Olympic hero Kim Martin is a goaltender who can steal a game on her own and if she is on her game in Kitchener, the Swedes are a threat.

The U.S. squad, which settled for bronze in Turin, has been overhauled with Wisconsin head coach Mark Johnson, also a player on the 1980 Miracle on Ice squad, taking over as head coach from Ben Smith.

The Americans, who had a flu bug run through their camp in Ann Arbour, Mich., last week, will have nine players making their national team debut, but retained established players such as veterans Wendell, Natalie Darwitz, Julie Chu and Angela Ruggiero.

The international women’s calendar is quiet in non-Olympic years. These teams are not scheduled to meet again until next April at the 2007 world women’s hockey championship in Winnipeg.

“It’s a rare opportunity to really gauge yourself against the rest of the world this time of year and see where you are at and also play great games in front of big crowds,” Canadian forward Hayley Wickenheiser said.

“We’re in Canada and in Kitchener. It’s going to be a packed rink and that’s exciting.”
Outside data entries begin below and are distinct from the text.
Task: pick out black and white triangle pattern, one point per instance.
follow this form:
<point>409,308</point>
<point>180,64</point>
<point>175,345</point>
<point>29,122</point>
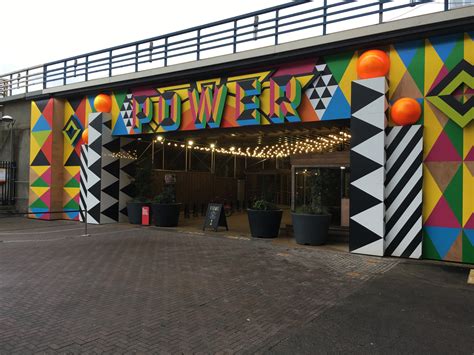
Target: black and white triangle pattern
<point>322,89</point>
<point>110,171</point>
<point>126,112</point>
<point>83,183</point>
<point>126,166</point>
<point>403,191</point>
<point>94,167</point>
<point>104,178</point>
<point>368,109</point>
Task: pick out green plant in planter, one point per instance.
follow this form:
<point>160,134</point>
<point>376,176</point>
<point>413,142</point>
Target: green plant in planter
<point>264,205</point>
<point>141,183</point>
<point>318,189</point>
<point>166,196</point>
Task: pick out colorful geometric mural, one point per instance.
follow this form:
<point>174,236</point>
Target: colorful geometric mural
<point>448,149</point>
<point>437,72</point>
<point>41,144</point>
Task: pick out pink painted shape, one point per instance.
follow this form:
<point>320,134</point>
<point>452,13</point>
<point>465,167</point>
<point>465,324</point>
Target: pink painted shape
<point>442,73</point>
<point>470,222</point>
<point>470,155</point>
<point>442,216</point>
<point>443,150</point>
<point>46,198</point>
<point>302,67</point>
<point>47,176</point>
<point>144,92</point>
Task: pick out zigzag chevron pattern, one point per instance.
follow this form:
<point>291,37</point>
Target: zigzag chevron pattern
<point>403,191</point>
<point>94,161</point>
<point>83,182</point>
<point>109,202</point>
<point>368,122</point>
<point>127,168</point>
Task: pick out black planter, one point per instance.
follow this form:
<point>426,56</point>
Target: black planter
<point>264,224</point>
<point>134,211</point>
<point>165,214</point>
<point>310,229</point>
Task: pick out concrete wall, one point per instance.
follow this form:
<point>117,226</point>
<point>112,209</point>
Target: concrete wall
<point>20,111</point>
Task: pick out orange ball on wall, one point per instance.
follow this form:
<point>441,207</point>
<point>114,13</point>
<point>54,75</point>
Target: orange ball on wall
<point>405,111</point>
<point>103,103</point>
<point>85,136</point>
<point>372,64</point>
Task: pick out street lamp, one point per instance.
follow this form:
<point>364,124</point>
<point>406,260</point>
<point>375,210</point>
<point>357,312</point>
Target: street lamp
<point>9,119</point>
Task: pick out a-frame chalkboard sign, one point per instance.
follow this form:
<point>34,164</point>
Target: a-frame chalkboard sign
<point>215,217</point>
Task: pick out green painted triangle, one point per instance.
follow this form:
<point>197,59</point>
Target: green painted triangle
<point>453,194</point>
<point>456,55</point>
<point>72,183</point>
<point>338,64</point>
<point>416,68</point>
<point>39,182</point>
<point>39,203</point>
<point>428,249</point>
<point>71,205</point>
<point>467,250</point>
<point>41,136</point>
<point>455,134</point>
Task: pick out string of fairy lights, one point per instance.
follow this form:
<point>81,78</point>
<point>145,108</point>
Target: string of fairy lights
<point>318,144</point>
<point>284,149</point>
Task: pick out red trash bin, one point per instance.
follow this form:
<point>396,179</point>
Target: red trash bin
<point>146,215</point>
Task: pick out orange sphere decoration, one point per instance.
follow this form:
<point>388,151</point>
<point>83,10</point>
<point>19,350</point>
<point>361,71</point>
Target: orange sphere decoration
<point>405,111</point>
<point>85,136</point>
<point>103,103</point>
<point>372,64</point>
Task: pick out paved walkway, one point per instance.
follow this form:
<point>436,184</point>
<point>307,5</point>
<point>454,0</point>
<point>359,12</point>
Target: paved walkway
<point>141,290</point>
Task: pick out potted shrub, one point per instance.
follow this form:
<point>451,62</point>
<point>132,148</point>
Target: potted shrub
<point>264,219</point>
<point>141,190</point>
<point>311,221</point>
<point>165,210</point>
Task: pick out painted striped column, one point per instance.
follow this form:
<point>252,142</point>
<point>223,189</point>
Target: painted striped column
<point>368,121</point>
<point>403,191</point>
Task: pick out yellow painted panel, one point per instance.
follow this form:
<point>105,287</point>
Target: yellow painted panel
<point>72,170</point>
<point>350,74</point>
<point>72,192</point>
<point>39,170</point>
<point>397,71</point>
<point>468,49</point>
<point>433,65</point>
<point>432,129</point>
<point>39,191</point>
<point>468,140</point>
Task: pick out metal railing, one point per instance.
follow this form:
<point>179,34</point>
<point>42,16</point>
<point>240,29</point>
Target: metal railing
<point>195,43</point>
<point>7,183</point>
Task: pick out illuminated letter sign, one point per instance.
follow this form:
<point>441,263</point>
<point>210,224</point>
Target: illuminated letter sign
<point>168,114</point>
<point>208,108</point>
<point>285,97</point>
<point>247,102</point>
<point>142,111</point>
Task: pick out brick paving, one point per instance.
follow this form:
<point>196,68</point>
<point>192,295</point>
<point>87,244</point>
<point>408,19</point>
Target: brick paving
<point>142,290</point>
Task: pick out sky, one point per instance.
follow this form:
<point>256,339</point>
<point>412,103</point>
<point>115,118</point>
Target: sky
<point>39,31</point>
<point>36,32</point>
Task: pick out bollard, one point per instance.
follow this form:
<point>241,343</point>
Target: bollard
<point>85,225</point>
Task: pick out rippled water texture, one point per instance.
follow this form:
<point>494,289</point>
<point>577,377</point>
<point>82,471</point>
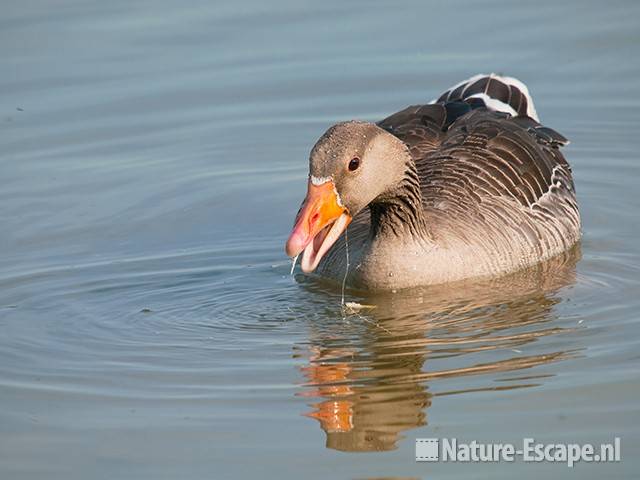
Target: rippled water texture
<point>153,157</point>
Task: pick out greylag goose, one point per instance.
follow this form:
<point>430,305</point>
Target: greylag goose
<point>468,185</point>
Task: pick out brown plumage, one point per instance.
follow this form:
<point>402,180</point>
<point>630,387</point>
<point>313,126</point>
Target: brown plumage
<point>467,186</point>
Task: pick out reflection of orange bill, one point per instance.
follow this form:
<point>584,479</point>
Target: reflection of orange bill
<point>320,222</point>
<point>334,415</point>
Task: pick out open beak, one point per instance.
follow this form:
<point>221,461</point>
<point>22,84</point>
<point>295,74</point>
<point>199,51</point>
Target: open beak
<point>320,221</point>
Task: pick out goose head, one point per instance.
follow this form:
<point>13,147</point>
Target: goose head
<point>352,165</point>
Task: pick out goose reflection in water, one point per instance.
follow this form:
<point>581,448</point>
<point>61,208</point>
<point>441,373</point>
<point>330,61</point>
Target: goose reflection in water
<point>367,373</point>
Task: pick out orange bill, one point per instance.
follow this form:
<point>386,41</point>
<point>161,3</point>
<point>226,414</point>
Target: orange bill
<point>320,222</point>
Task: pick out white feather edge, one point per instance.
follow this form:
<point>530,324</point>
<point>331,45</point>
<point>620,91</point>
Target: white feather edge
<point>511,81</point>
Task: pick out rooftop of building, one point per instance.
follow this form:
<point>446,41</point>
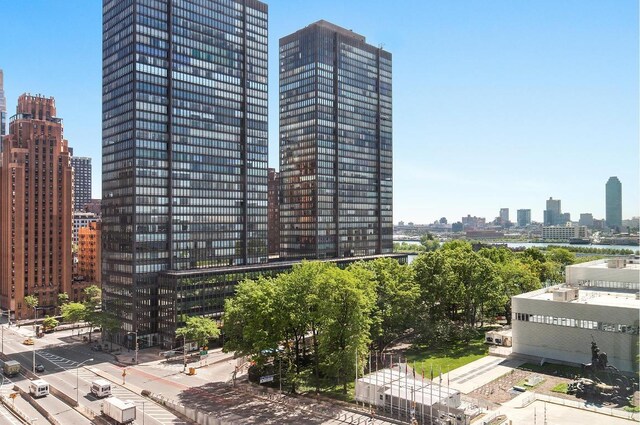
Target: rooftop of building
<point>268,266</point>
<point>595,296</point>
<point>630,262</point>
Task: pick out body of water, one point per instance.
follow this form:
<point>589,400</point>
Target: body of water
<point>542,245</point>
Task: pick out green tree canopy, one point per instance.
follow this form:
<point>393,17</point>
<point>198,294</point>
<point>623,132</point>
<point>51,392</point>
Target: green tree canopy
<point>50,323</point>
<point>74,312</point>
<point>397,296</point>
<point>63,298</point>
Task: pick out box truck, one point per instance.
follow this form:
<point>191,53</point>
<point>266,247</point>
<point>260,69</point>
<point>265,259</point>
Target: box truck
<point>11,368</point>
<point>121,411</point>
<point>39,388</point>
<point>101,388</point>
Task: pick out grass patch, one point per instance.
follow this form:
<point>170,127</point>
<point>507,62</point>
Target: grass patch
<point>445,358</point>
<point>561,388</point>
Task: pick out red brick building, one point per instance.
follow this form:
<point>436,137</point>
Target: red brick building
<point>89,255</point>
<point>35,208</point>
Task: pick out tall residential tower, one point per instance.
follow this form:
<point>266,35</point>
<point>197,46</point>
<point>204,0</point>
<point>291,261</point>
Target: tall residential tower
<point>35,208</point>
<point>184,146</point>
<point>81,181</point>
<point>613,195</point>
<point>335,144</point>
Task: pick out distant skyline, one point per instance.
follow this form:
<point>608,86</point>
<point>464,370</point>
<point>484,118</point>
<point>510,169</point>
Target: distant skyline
<point>496,104</point>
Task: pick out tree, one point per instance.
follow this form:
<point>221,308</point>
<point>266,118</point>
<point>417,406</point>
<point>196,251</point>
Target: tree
<point>109,324</point>
<point>73,312</point>
<point>63,298</point>
<point>347,300</point>
<point>31,301</point>
<point>49,323</point>
<point>457,286</point>
<point>92,299</point>
<point>250,323</point>
<point>397,296</point>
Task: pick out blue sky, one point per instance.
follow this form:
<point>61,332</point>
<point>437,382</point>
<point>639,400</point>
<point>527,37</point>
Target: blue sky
<point>499,103</point>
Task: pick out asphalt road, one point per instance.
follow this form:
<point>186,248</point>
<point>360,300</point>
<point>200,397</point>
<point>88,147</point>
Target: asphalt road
<point>67,360</point>
<point>69,369</point>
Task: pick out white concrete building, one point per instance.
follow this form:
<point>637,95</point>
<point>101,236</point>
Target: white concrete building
<point>600,300</point>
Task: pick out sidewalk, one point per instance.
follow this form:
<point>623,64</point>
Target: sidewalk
<point>152,355</point>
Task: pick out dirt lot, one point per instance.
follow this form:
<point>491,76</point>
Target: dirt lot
<point>501,389</point>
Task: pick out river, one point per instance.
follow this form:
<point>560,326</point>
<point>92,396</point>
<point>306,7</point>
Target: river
<point>543,245</point>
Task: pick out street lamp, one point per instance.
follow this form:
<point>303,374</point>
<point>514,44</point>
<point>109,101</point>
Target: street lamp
<point>33,362</point>
<point>135,333</point>
<point>77,380</point>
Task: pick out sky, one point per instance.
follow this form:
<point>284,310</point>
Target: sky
<point>496,103</point>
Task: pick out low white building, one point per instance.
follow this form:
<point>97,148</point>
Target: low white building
<point>599,302</point>
<point>399,394</point>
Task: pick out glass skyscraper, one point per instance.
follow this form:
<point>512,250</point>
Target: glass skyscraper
<point>335,144</point>
<point>184,145</point>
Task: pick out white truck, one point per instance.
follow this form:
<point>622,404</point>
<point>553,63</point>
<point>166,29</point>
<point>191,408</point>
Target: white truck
<point>11,368</point>
<point>39,388</point>
<point>101,388</point>
<point>120,411</point>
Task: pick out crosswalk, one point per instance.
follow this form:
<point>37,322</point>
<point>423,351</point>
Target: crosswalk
<point>145,406</point>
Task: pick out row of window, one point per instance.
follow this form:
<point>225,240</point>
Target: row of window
<point>576,323</point>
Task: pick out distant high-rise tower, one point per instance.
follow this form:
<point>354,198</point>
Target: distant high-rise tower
<point>553,213</point>
<point>335,144</point>
<point>504,215</point>
<point>273,223</point>
<point>81,181</point>
<point>184,146</point>
<point>524,217</point>
<point>3,108</point>
<point>35,208</point>
<point>613,203</point>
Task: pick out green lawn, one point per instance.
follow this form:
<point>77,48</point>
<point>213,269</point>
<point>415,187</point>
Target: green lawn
<point>561,388</point>
<point>444,358</point>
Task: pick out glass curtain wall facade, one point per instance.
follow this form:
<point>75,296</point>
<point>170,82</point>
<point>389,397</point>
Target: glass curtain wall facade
<point>335,144</point>
<point>184,145</point>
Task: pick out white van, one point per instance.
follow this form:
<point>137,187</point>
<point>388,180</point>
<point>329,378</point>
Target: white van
<point>101,388</point>
<point>39,388</point>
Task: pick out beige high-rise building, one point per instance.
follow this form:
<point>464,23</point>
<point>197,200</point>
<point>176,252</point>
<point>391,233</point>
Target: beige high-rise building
<point>35,209</point>
<point>90,253</point>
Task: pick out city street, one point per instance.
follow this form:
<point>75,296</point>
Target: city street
<point>69,359</point>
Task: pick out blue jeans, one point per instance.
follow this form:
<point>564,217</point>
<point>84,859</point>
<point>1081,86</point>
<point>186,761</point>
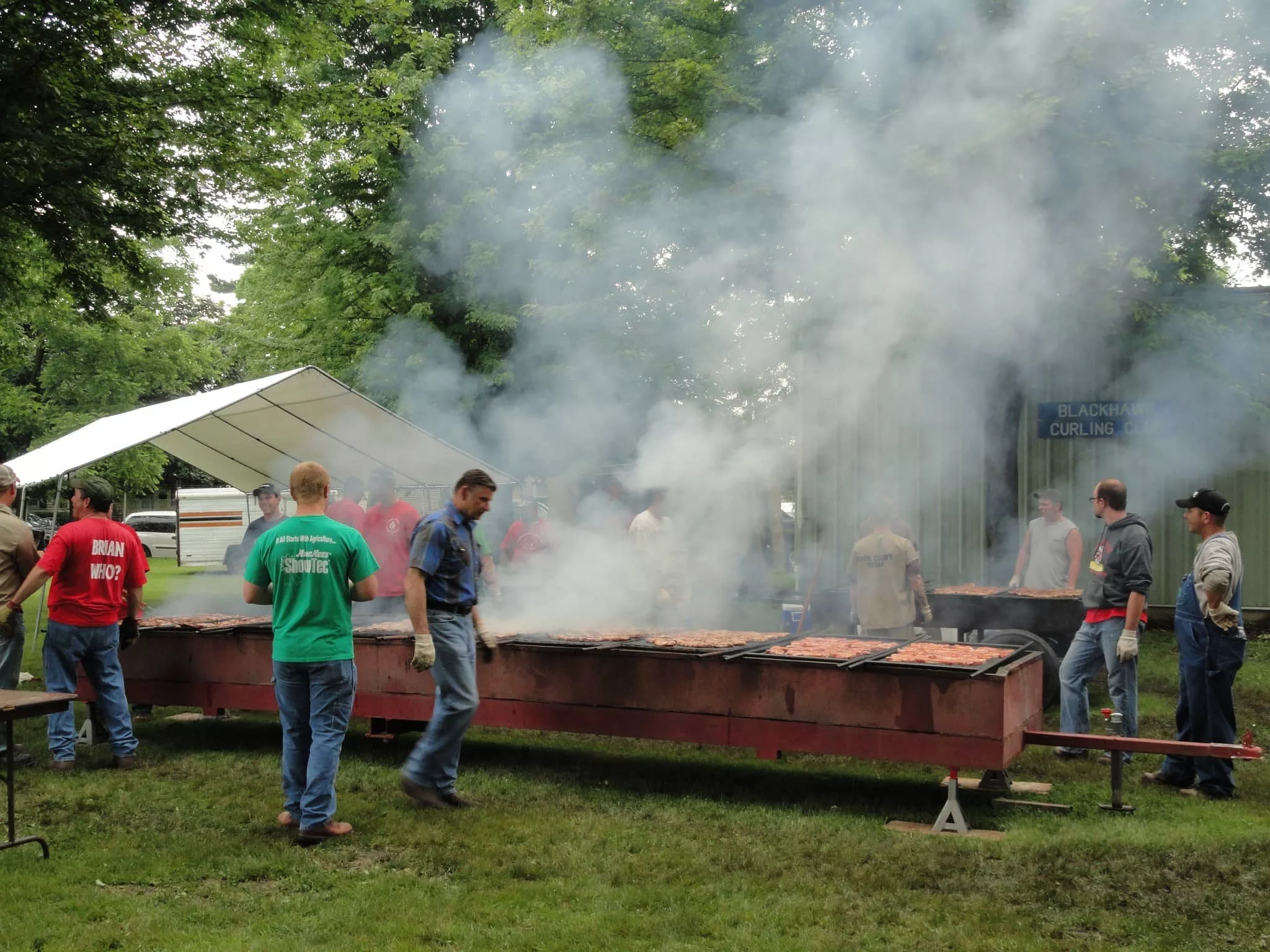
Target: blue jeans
<point>435,759</point>
<point>1093,649</point>
<point>98,650</point>
<point>315,702</point>
<point>1207,664</point>
<point>13,639</point>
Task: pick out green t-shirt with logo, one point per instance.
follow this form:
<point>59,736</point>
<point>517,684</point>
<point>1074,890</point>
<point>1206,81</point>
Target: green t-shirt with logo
<point>310,560</point>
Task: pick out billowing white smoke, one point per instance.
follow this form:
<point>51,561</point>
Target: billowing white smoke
<point>956,202</point>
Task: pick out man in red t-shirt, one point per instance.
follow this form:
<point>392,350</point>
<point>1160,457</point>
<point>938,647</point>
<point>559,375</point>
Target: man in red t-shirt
<point>95,565</point>
<point>349,509</point>
<point>526,537</point>
<point>388,528</point>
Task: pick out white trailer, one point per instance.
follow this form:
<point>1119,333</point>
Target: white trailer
<point>211,521</point>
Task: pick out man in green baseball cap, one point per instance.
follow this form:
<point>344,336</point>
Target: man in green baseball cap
<point>95,566</point>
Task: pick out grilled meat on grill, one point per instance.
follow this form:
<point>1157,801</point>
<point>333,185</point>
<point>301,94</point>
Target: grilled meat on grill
<point>837,649</point>
<point>706,639</point>
<point>1047,593</point>
<point>949,654</point>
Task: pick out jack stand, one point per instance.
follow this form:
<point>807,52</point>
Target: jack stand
<point>951,819</point>
<point>92,731</point>
<point>1117,805</point>
<point>995,782</point>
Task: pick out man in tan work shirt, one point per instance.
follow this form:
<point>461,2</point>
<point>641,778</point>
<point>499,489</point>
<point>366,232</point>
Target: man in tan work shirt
<point>17,558</point>
<point>884,573</point>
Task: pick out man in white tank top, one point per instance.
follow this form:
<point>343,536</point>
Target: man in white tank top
<point>1050,553</point>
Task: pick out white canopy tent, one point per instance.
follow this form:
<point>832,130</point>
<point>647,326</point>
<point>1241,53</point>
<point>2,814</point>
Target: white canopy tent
<point>255,432</point>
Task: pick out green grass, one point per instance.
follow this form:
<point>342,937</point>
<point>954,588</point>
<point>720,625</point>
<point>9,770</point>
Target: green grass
<point>603,843</point>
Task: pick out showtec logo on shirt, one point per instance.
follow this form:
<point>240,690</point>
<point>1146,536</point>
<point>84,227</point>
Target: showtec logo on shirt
<point>306,562</point>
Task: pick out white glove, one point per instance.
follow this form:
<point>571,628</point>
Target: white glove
<point>425,653</point>
<point>488,640</point>
<point>1127,648</point>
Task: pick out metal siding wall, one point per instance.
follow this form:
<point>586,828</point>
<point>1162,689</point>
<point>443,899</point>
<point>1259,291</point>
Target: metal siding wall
<point>936,475</point>
<point>933,470</point>
<point>1073,466</point>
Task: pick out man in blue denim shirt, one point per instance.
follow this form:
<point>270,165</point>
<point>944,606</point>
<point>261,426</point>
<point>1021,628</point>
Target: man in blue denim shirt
<point>441,598</point>
<point>17,559</point>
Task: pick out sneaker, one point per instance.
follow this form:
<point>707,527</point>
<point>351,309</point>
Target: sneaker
<point>458,803</point>
<point>427,798</point>
<point>1161,780</point>
<point>1067,754</point>
<point>331,829</point>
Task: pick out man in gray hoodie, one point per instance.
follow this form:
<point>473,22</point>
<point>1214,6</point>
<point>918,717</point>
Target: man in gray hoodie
<point>1116,602</point>
<point>1209,626</point>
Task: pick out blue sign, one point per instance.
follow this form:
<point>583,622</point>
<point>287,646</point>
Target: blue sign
<point>1103,418</point>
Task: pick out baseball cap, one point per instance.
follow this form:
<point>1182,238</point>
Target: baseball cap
<point>1207,499</point>
<point>98,491</point>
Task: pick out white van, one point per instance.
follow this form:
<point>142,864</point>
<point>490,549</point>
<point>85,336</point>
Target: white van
<point>156,531</point>
<point>211,523</point>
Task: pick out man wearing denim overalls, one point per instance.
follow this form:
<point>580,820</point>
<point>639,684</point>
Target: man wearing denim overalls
<point>1209,626</point>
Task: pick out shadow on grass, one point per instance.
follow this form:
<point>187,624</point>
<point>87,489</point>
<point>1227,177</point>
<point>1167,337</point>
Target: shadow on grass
<point>683,772</point>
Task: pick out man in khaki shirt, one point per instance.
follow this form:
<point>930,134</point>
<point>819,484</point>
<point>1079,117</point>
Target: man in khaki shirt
<point>884,573</point>
<point>17,559</point>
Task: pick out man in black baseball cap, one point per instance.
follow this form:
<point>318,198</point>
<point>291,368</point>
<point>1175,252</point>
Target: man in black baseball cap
<point>269,498</point>
<point>1208,622</point>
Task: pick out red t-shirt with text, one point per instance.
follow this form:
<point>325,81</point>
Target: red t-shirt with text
<point>347,512</point>
<point>92,563</point>
<point>388,534</point>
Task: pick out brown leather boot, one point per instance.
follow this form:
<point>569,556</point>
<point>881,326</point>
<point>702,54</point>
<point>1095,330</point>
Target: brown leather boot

A quick look at the 2006 Four Nations Cup:

What: National women’s hockey teams from Canada, Sweden, the U.S. and Finland.

Where: Kitchener, Ont.

When: Tuesday to Saturday.

Format: The two teams with best round-robin records meet in Saturday’s final. The other two meet for bronze.

Players to watch: Forward Hayley Wickenheiser (Canada); Goaltender Kim Martin (Sweden); Forward Sarah Parsons (U.S.)